Putting a contemporary comedic spin on the classic children's story ('Babes In The Wood'), Don't Look Away Theatre Company subverts the moralistic tale and turns it into a Santa-sized farce as a way of providing the perfect antidote to 2016.
“It's a revival of a Christmas tradition, with a lot of big fun,” writer/director Phil Rouse says.
“It's all around you, there's audience interaction, we're going to sell the audience beers and they get to buy cabbage to throw at their favourite – or least favourite – actor, depending on their heart's desire.
“We're really making a big event out of the notion of being an adult and going to a pantomime with those pantomime rules, and giving everyone a chance to let their hair down a bit. It's been a pretty big year, 2016, in many ways.”
'Babes In the Wood' is originally a folk tale about avarice in which two children are sent to live with relatives after the death of their father.
Phil says that while they've retained the general story, this version exhibits a uniquely Australian flavour.
“In terms of the actual story, we meet Aunty Avarica who's struggling to make ends meet on her terribly-run farm. One day, in come the two children of her estranged brother, who happens to be much wealthier than her, and they come bearing a will saying their father has died and left everything to them.
“There's a clause in the will however that says if the children die then all of his possessions go to Aunty Avarica, and therein lies her attempts to dispatch these two wailing babes and get her hands on all of her brother's inheritance. There are a lot of very stupid things happening on stage in a very short amount of time.”
The sombre and grim plot of the original tale becomes a black comedy tinctured with sardonic social commentary, as the children discover what money really does to people.

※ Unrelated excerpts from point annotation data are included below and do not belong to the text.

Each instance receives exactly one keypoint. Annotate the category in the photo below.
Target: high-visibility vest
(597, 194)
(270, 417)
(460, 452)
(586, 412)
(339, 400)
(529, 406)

“There's a wonderful scene where the babes have just been saved in the bush by the Angel Of White Privilege – you can see where I'm going with this,” Phil says.
“They finally figure out their aunty is trying to kill them for their inheritance money and they go from being very gentle in their approach with people who are not of their socioeconomic status, to being quite damning very quickly when they realise that they're just trying to get their hands on your money.”
Witticisms aside, let's return to this notion of buying from the actors and barraging them with cabbage. Phil explains it's their way of encouraging audience interaction, recalling the rough-and-tumble crowds of The Globe Theatre in 17th century London.
“In this country, at least, we sit quietly in a room while other people do something,” he says.
“We really want to break that down and turn it it into more of an event where the audience are as much an active participant as the performers, without necessarily having to embarrass people and get them up on stage. It's giving the audience as much permission as possible to get over the in-built way of being an audience.”